The Anxiety That Comes from Drinking Too Much Coffee

While I'm not exactly anti-neologisms, I am suspect of them.  Since most neologisms are Greco-Roman style tongue wrestlers meant to clarify the more abstruse portions of contemporary theory (that sophist's pool of intrametaphysics--score!) they generally go the way of most academic language-- pressed between covers and shelved or breathed with dynamic inflection by the bright students of So and So U-- with thin chance of ever making it into the language proper to be abused by circumstances to fit new terms and conditions (deconstruction-- is the one example I'm coming up with right now). 

But what about words that can actually be used when the circumstance is presented? In Pale Fire, Nabokov's parody of academia, Kinbote coins the term irricule to describe a hole in a group of clouds through which light passes.  Yeah that Kinbote is one questionable narrator-- but way to nail the landing. Of course, Kinbote was created by a gifted multi-linguist, so I imagine the word may actually have roots in other languages (Mother Russia?), but irricule! ... okay try using it without feeling self-conscious, though. 

Then there was Philip Roth's attempt to enter the colloquy, Portnoy's Complaint (the dust jacket provided a handy Webster's style definition).  He was one of the many authors blown away by Joseph Heller's success in Catch 22.  Yep- Catch 22, Heller's invention, an entirely serviceable little phrase that works and finds use in day-to-day America.  That seems a bit like a one-time only trick, though.  Roth's attempt, while brilliant, proved that old hipster truism, that conscious exertion towards effecting people's behavior through example generally fails (you can lead a horse to water but you can't make him speak). 
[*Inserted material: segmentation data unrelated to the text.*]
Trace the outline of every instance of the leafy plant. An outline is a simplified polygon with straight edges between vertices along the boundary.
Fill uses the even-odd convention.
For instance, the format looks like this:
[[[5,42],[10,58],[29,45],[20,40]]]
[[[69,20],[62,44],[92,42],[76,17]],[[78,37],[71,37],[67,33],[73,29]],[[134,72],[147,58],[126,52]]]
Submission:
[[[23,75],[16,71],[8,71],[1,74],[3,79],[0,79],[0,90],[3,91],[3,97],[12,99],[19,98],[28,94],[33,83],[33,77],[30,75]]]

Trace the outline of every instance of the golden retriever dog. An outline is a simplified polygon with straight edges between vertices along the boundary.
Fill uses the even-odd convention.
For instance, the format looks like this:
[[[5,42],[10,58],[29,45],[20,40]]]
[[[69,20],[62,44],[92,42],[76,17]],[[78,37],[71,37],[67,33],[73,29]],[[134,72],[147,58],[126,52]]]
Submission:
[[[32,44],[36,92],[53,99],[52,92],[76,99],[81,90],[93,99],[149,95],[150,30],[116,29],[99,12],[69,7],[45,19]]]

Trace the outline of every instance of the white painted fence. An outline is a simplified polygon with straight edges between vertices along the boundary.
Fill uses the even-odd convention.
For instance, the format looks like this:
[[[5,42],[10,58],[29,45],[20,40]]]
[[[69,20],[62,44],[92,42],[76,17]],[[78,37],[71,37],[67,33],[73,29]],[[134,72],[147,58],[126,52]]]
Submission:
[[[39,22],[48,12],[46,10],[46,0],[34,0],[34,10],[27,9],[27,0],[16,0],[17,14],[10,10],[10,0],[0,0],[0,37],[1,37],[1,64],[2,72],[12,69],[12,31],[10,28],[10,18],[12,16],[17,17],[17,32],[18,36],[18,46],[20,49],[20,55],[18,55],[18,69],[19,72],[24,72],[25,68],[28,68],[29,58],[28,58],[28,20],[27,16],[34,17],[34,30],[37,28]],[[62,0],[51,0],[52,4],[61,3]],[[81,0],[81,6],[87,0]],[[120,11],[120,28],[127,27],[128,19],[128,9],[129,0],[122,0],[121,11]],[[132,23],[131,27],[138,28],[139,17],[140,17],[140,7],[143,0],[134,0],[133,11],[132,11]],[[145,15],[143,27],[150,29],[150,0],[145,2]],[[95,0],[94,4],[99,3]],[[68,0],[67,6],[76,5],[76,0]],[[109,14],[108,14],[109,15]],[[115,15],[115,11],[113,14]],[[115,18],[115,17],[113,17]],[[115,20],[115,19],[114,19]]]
Okay so new words are tricky, unless they come from say famous rappers or rise up from the bubbling crude of the internet. But those words, like new elements, have (or should have) a very short life span. That language is made to describe a moment and is dead once its novelty wears off. Fo shizzle. That's not to discount the endless fountain of argot produced from the street, euphemistic or analogous mostly associated with shady and dubious dealings (Dubious-- a theory exists that literally any word can be used as slang for pot-- look around the room and try it out, just make sure you say, "Hey, bro, you got any..." beforehand.) Neck and neck with the horrid utility sprach of corporate America-- the actionized nouns that germinate in MBA programs and get fed through the filter of officals to the uneducated lackeys (read: me) who have to cobble together some semblance of idiom from the linguistic equivalent of a manilla folder (that tongue shall not be spoken here). 

So how do the good people at Merriam Webster's continue to fatten their publication with solid, usable language? I was trying to think up a good single word that would sum up the title of this piece; caffeinabled, anxienated?  But it seems like good words can't just be those German style train car combos or Lewis Carroll type portmanteaus.  I like that Nabokov went for the sense of the thing rather than building a word from other words-- irricule just nails it phonetically.  How about the multiple movement of leaves and tree limbs in a steady breeze?  Sway doesn't really cut it for me there, there's a sort of a rustling rhumba going on-- yeah that tree is having a personal jam session with the wind, but can it be resolved down into a single word?